Les Anonymes: Petite histoire des groupes anonymes

Extrait:

Premier meeting: le choc

«Ils n’ont pas seulement atteint le fond de leurs ressources personnelles; ils ont également atteint le fond des ressources professionnelles (médecins, psychologues, chirurgiens, orienteurs etc.), celles du milieu de travail (les collègues sont tannés de les couvrir, son boss ne peut plus passer l’éponge; souvent il a même perdu son boulot.) et même celles de leur milieu familial ( tous les membres de la famille ont atteint les limites de leur patience et ont habituellement abandonné l’idée de les voir changer) Alors il ne leur reste plus rien. Pas seulement rien au plan matériel; il ne leur reste rien de la vie. Plus d’espoir; c’est la désespérance. Souvent il n’y a plus personne dans leur vie qui croit en eux. » (France)

«La peur m’a amené à G.A. L’anxiété et l’angoisse permanente me faisaient craindre la crise de cœur. J’avais peur de mourir.» (André)

Quand il franchit la porte pour sa première réunion A.A., le nouveau est accueilli par des gens qui, un soir, sont arrivés dans le même état sinon pire. Aussi, l’accueil est chaleureux, toujours. Tous savent le courage et l’effort nécessaires pour admettre sa défaite et venir à «un premier meeting».

Chaises alignées ou en rond, cafétière qui ronronne dans un coin, des publications du mouvement disposées sur une table dans un coin.

Un membre (choisi par rotation) anime la réunion qui commencera ponctuellement et durera une couple d’heures.

Tous répètent la prière de la sérénité : «Mon Dieu, donnez-moi la sérénité d’accepter les choses que je ne peux changer, le courage de changer les choses que je peux et la sagesse d’en connaître la différence.»

Dans les petits groupes, on fait un tour de table et chacun déclare « : «Je m’appelle… et je suis un alcoolique.» On n’utilise que les prénoms.

Puis l’animateur, après avoir donné les nouvelles, présente le membre qui a accepté de raconter son expérience. Ou annonce le sujet de partage. En accord avec leurs principes anarchiques, le sujet n’est pas obligatoire; c’est une simple suggestion.
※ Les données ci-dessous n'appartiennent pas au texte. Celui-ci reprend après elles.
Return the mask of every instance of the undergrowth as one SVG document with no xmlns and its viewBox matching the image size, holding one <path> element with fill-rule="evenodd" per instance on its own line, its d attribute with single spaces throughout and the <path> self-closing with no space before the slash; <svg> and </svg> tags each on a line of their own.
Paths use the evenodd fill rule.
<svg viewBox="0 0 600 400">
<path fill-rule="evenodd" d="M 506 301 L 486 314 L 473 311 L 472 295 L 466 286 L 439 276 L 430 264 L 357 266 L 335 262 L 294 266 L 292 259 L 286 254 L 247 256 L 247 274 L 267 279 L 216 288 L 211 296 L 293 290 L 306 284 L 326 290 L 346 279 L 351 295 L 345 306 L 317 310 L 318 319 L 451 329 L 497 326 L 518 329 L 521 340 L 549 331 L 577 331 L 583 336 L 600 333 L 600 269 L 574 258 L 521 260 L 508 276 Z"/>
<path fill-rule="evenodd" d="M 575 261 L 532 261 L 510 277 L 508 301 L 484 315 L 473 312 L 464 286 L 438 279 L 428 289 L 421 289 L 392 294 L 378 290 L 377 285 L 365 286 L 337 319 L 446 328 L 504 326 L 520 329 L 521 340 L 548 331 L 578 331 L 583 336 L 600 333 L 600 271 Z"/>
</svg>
Mais, et c’est un gros mais, il y a trois règles strictes: on n’interrompt jamais celui qui parle; on ne fait pas de commentaires sur ce qu’il a dit ( ce qui coupe le sifflet aux gourous) ; on ne parle que de son problème, impossible donc de déraper sur ses convictions religieuses, politiques ou quoi que ce soit qui n’a pas un rapport direct avec son problème d’alcool.

À tour de rôle, les membres qui le veulent bien prennent la parole. On peut aussi rester silencieux pendant des mois ou des années.

Dans un silence respectueux, les membres écoutent, avec une rare intensité, un membre raconter ses craintes, son expérience, ce qui lui est arrivé de merveilleux ou d’affreux, sa force et ses espoirs.

Et c’est le choc.

Qu’il reconnaisse sa vie ou non en écoutant les autres, une chose le frappe en plein front: ce sont des pros, de l’alcool, du jeu, de la coke. Ils sont ses frères de sang. ils ont tout entendu et tout vécu.

Anecdote: « Un nouveau, mort de honte, décide de prendre la parole dans un meeting A.A.. Il raconte aux membres attentifs à quel point il a bu, les quantités astronomiques d’alcool qu’il ingurgitait. Pas l’ombre d’une réaction. Il croit quand même qu’ils sont scandalisés.

Après la réunion, un vieux membre va le voir. Tu sais, dit-il, je t’écoutais tantôt. «Je pense que j’en ai plus répandu par terre que tu en as bu.»